Bekas bangunan kantor kontrolir yang ditempati Dowes Dekker atau lebih dikenal dengan sebutan Multatuli masih berdiri di Natal. Sekitar tahun 1850-an kota Natal menjadi kawasan sangat ramai sebagai dampak melimpahnya hasil kopi di Mandailing yang digalakkan Asisten Residen Mandailing Angkola Philipis Godon yang berkedudukan di Panyabungan.
Godon membuka jalur dari Mandailing ke Natal untuk kepentingan pengangkutan kopi ke pelabuhan laut di Natal. Kopi itu dikapalkan ke Eropa melalui pelabuhan Sikara-kara yang saat itu dapat disinggahi kapal-kapal besar.
Wilayah ini merupakan bagian dari wilayah pemerintahan kolonial Belanda yang terkenal dengan sebutan Sumatras Weskust. Keharuman nama itu terkait dengan keharuman kopi Mandailing.

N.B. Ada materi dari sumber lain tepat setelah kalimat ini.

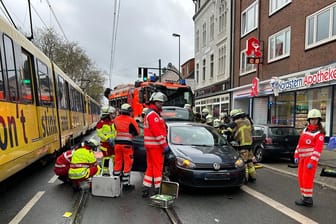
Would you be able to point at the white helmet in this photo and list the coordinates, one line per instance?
(209, 119)
(126, 108)
(158, 96)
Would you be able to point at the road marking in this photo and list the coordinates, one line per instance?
(17, 219)
(53, 179)
(278, 206)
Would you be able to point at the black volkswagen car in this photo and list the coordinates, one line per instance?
(199, 157)
(271, 141)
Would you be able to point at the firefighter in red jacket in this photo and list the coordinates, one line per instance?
(155, 139)
(62, 165)
(106, 132)
(307, 155)
(126, 128)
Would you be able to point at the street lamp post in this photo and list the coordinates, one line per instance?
(178, 35)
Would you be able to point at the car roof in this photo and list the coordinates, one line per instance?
(273, 125)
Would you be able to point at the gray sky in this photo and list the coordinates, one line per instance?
(144, 33)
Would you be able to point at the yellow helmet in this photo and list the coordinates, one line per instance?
(236, 112)
(126, 108)
(314, 113)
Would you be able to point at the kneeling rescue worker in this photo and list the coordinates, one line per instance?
(241, 131)
(126, 128)
(83, 163)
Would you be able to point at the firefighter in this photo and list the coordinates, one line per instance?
(83, 163)
(106, 132)
(155, 139)
(307, 155)
(209, 120)
(126, 128)
(240, 130)
(62, 165)
(204, 114)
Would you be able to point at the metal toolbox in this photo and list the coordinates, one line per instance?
(106, 185)
(167, 195)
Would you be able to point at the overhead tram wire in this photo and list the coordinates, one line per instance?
(58, 23)
(114, 37)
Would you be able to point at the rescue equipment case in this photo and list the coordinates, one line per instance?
(167, 195)
(106, 186)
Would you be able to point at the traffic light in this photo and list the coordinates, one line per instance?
(145, 75)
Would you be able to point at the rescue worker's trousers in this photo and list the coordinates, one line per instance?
(123, 161)
(154, 169)
(247, 157)
(306, 177)
(108, 153)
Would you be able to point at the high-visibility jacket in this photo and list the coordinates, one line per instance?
(83, 164)
(242, 132)
(155, 131)
(126, 128)
(105, 130)
(310, 144)
(62, 163)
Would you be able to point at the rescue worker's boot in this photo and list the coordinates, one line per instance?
(305, 201)
(145, 192)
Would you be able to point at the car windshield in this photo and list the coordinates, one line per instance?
(195, 135)
(176, 113)
(283, 131)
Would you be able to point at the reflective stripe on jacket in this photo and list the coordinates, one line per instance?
(155, 133)
(310, 145)
(82, 159)
(126, 128)
(105, 130)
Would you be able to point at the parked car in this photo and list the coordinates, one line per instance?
(199, 157)
(272, 141)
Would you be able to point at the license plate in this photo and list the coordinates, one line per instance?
(217, 176)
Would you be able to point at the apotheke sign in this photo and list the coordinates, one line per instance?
(323, 75)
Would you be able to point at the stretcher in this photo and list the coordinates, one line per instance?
(167, 195)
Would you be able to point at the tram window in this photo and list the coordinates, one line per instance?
(63, 94)
(10, 67)
(45, 88)
(26, 78)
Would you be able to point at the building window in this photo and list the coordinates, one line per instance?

Perkembangan kota Natal yang agak signifikan di abad XIX dimulai pada tahun 1840-an ketika Asisten Mandailing Angkola, Philipis Godon yang berkedudukan di Panyabungan merehabilitasi jalur dari Mandailing ke Natal dalam memperlancar pengangkutan kopi yang saat itu melimpah di Mandailing untuk diangkut ke Eropa melalui pelabuhan di Natal.

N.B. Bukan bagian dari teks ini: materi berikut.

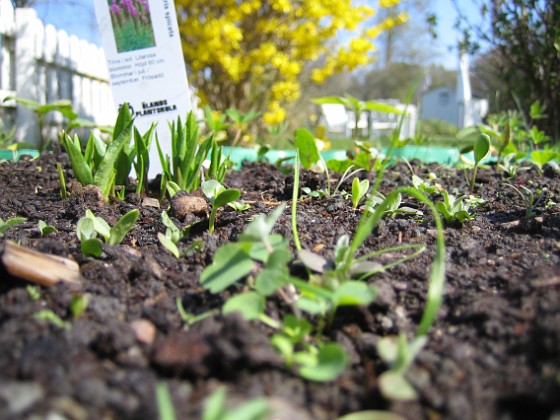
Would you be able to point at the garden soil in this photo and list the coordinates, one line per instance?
(493, 353)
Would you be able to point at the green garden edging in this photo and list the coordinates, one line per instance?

Rehabilitasi jalan Mandailing-Natal ini dilakukan Godon sebagai dampak terjadinya reorganisasi pemerintahan kolonial pada tahun 1843, berupa penghapusan residensi Air Bangis dengan membentuk Residensi Tapanuli. Air Bangis dan Rao masing-masing masuk ke Residensi Padang, sedangkan Mandailing Angkola masuk Residensi Tapanuli.
“Maka, jalur Mandailing-Air bangis itu dihentikan. Alternatif terakhir ialah merehabilitasi jalur Mandailing-Natal menghubungkan Mandailing dengan Natal melalui kaki gunung Sorik Marapi terus ke arah Natal” (Godon,1862:9-10/Basyral Hamidi).
Pelabuhan di Natal menjadi penting bagi kolonial dalam upaya memperlancar angkutan kopi ke Eropa. Situasi ini berdampak pada semakin berkembangnya pula kota Natal saat itu.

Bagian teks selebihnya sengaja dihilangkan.